The hurt so far

FOR a time there it looked as though booming coal would stave off the forces of an economic downturn and rise above other commodities, but a harsh reality hit producers as 2008 came to an end with mine closures and job losses. International Longwall News looks at the losses to date and holds the crystal ball to those on the ground.
The hurt so far The hurt so far The hurt so far The hurt so far The hurt so far

 

Angie Tomlinson

The biggest and most direct hit to the Australian longwall sector so far has been Xstrata’s announcement it was closing its Oaky No. 1 mine in Queensland.

While Xstrata continues to wrangle with the union over redundancies and consulting over the 230 job losses, the global miner was joined by coal giants Peabody Energy and Rio Tinto last week in the cuts.

Rio announced it would slash 50 full-time contractor jobs and 15% of production at its Kestrel longwall in Queensland’s Bowen Basin as the mine scales down its preparation plant to a five-day roster.
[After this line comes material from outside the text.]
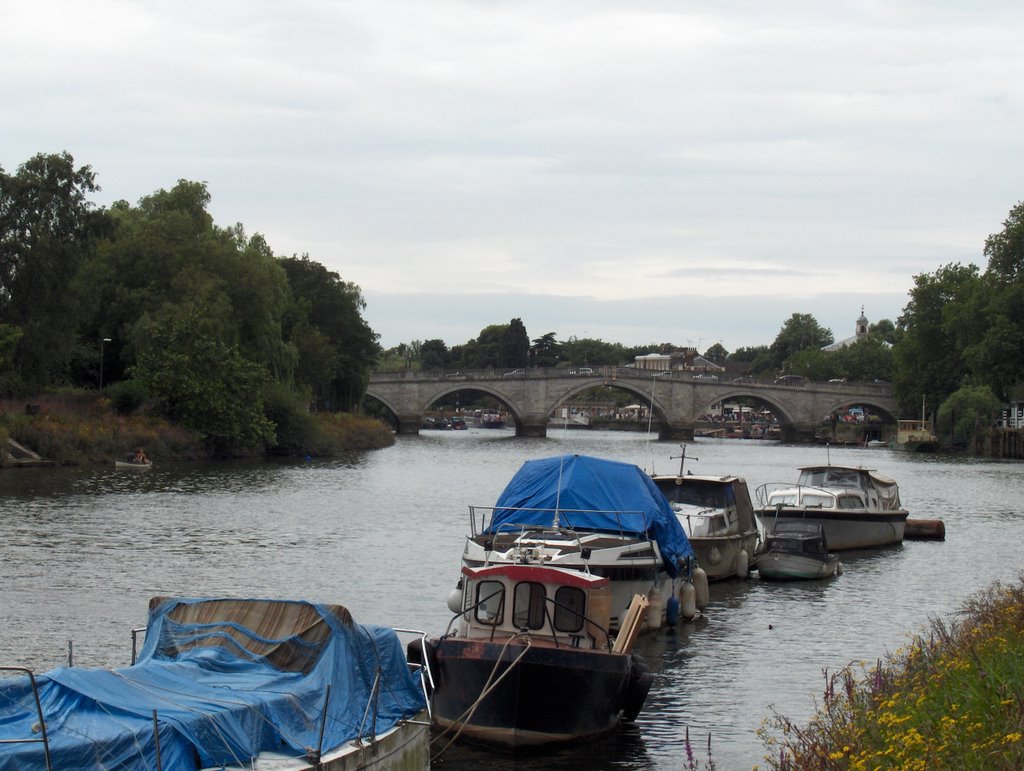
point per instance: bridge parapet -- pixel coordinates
(679, 397)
Peabody was next in line to say it would cut output this year in Australia and the Powder River Basin, slashing 2 million tons from its Aussie output and 10Mt from the US. Some media reports have suggested contractors have already been laid off from one of Peabody’s mines in Australia.

The three majors blamed slumping coking coal demand. In the wake of the boom some have suggested at least one company has favoured the lucrative spot market at the expense of long-term contracts and the unprecedented and rapid fall of prices has caught some players out with few contracts for their output.

Anglo American came out in mid-December with the announcement it would slash its 2009 capital expenditure by more than half and defer new projects, with coal production to be cut by 10%.

However, the miner affirmed its commitment to coal on Friday stating it would sell off its coal seam gas arm to concentrate on coal mining in Australia.

While news of redundancies surrounded them, the mine personnel who spoke with International Longwall News remained optimistic having not been directly affected.

One mining engineer working on a Queensland underground coal prospect told ILN that while smaller operators will be affected and marginal projects put on hold, the majors “don’t appear to be too concerned – however, capital spend will be closely scrutinised”

“We are still optimistic that we won’t see any major job losses,” he said.

“However, it is expected that our capital spend may be reviewed and we may concentrate on process improvement of our operations – our project pipeline is still moving forward.”

A longwall superintendent working at a New South Wales mine was also cautiously optimistic.

“Morale is still pretty good and the workforce is focused on getting the tonnes out in order to earn as much bonus as possible while the going is still good,” he told ILN.

“At this stage people still feel secure in their jobs mainly because they have not seen the impact firsthand.

“As yet none of the mines in our area have been drastically affected and none of their co-workers or friends have been left without a job.”

Both men agreed that the bottom of the downturn had not been experienced yet, but adversely both mines were continuing to feel the squeeze of the skills shortage.

A Queensland mine manager said the current climate had “changed nothing”

“The skills shortage lag has not caught up yet and we are still experiencing recruitment difficulties,” the NSW longwall super said.

The Queensland engineer added that people tended to be sitting tight at the moment in a game of wait and see.

“We may see the labour market free up a bit and we are likely to see people staying put in the short term to see what will happen – the contract deputy and engineering personnel may opt for permanent roles in the short term,” he said.

While the men agreed the lowest point had not been hit yet, the Queensland mine manager thought coal would be the first to bounce back.

“Coal is fundamental to both energy supply and steel production and so will be an early beneficiary when the upswing comes,” he said.

While those not directly impacted to date feel fairly secure, contractors are remaining edgy as their positions are inevitably the first to go. Walter Mining has already said it expects to lose $A1 million from the closure of Oaky No. 1.

One of the largest culling operations on the coal front has been by Queensland open cut miner Macarthur Coal which announced in December it would scale back its production from the Coppabella and Moorvale coking coal mines and cut some 180 jobs.

The US is also seeing a raft of shutdowns.

Major Eastern longwall operator Consol Energy announced it would close its Mine 84 complex in Pennsylvania with 260 workers to be axed.

Citing costs, challenging pricing and difficult conditions, Walter Industries revealed the permanent closure of its underground Kodiak operation in Alabama early January with 90 contract workers impacted.

The Canadians have also been hurting as a major coking coal exporter.

Grand Cache Coal said last week it would cut output and hack costs through expense, contractor and planned capital expenditure cuts.

Teck Cominco has also come out saying it will make global workforce and production cuts, cutting 1400 job worldwide.

Western Canadian Coal said last week it would also reduce operations at its Wolverine and Brule complexes in northeast British Columbia, with Wolverine under the shadow of complete closure.